Australasian Plant Pathology Society
- Formation: 1969; 57 years ago
- Region served: Australasia
- Fields: Plant pathology
- Publication: Australasian Plant Pathology Australasian Plant Disease Notes
- Affiliations: International Society for Plant Pathology
- Website: Official website

= Australasian Plant Pathology Society =

Scientific association in Australia, New Zealand and Papua New Guinea

The Australasian Plant Pathology Society (APPS) is a scientific association whose members study plant diseases. Its members are located in Australia, New Zealand and Papua New Guinea, and also the Indian, Pacific and Asian regions.

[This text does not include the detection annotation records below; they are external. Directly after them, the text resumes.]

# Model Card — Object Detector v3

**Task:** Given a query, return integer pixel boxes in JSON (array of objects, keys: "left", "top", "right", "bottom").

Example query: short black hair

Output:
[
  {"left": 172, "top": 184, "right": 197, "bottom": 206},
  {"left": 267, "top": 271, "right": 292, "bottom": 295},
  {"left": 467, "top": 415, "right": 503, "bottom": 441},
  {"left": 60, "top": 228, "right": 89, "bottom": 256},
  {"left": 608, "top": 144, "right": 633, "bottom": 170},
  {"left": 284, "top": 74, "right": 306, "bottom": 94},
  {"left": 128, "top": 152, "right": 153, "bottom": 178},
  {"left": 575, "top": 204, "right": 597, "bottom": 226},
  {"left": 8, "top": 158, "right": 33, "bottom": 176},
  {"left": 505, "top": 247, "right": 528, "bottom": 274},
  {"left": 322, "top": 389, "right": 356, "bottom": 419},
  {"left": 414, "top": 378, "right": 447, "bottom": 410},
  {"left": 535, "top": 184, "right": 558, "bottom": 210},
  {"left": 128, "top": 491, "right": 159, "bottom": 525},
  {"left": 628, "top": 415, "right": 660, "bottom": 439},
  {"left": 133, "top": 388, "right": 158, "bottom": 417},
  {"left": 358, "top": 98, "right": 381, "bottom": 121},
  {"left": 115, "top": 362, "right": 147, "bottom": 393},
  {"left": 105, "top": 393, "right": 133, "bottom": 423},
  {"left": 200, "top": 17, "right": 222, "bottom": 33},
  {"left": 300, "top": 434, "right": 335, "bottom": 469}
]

The society was founded in 1969.

As part of their membership in APPS, members are also associate members of the International Society for Plant Pathology.

The society holds biennial conferences rotated throughout its eleven regions. The 2025 APPS conference was held in Sydney, Australia.

== Awards and prizes ==
- Peter Williamson Award for Distinguished Service
- Fellow of the Australasian Plant Pathology Society
- Lester Burgess Award for Diagnostics and Extension or Research Communication
- Allen Kerr Postgraduate Prize

== Journals ==
The official journals of the society, Australasian Plant Pathology and Australasian Plant Disease Notes, are published by Springer Nature.